Mercury exposure in young adulthood and incidence of diabetes later in life: the CARDIA Trace Element Study.Diabetes Care. 2013 Jun; 36(6):1584-9.DC
Laboratory studies suggest that exposure to methylmercury at a level similar to those found in fish may induce pancreatic islet β-cell dysfunction. Few, if any, human studies have examined the association between mercury exposure and diabetes incidence. We examined whether toenail mercury levels are associated with incidence of diabetes in a large prospective cohort. RESEACH DESIGN AND METHODS: A prospective cohort of 3,875 American young adults, aged 20-32 years, free of diabetes in 1987 (baseline), were enrolled and followed six times until 2005. Baseline toenail mercury levels were measured with instrumental neutron-activation analysis. Incident diabetes was identified by plasma glucose levels, oral glucose tolerance tests, hemoglobin A1C levels, and/or antidiabetes medications.

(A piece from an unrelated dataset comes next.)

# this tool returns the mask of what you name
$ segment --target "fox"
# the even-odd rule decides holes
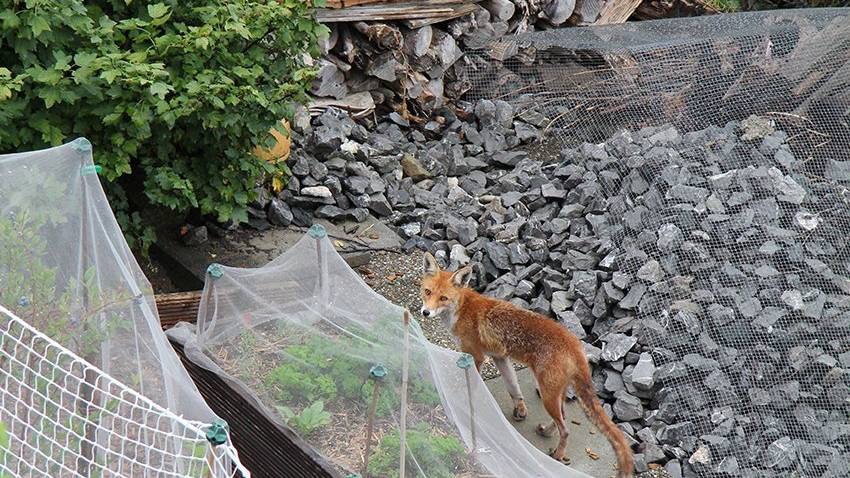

A total of 288 incident cases of diabetes occurred over 18 years of follow-up. In multivariate analyses adjusted for age, sex, ethnicity, study center, education, smoking status, alcohol consumption, physical activity, family history of diabetes, intakes of long-chain n-3 fatty acids and magnesium, and toenail selenium, toenail mercury levels were positively associated with the incidence of diabetes. The hazard ratio (95% CI) of incident diabetes compared the highest to the lowest quintiles of mercury exposure was 1.65 (1.07-2.56; P for trend = 0.02). Higher mercury exposure at baseline was also significantly associated with decreased homeostasis model assessment of β-cell function index (P for trend < 0.01).
Our results are consistent with findings from laboratory studies and provide longitudinal human data suggesting that people with high mercury exposure in young adulthood may have elevated risk of diabetes later in life.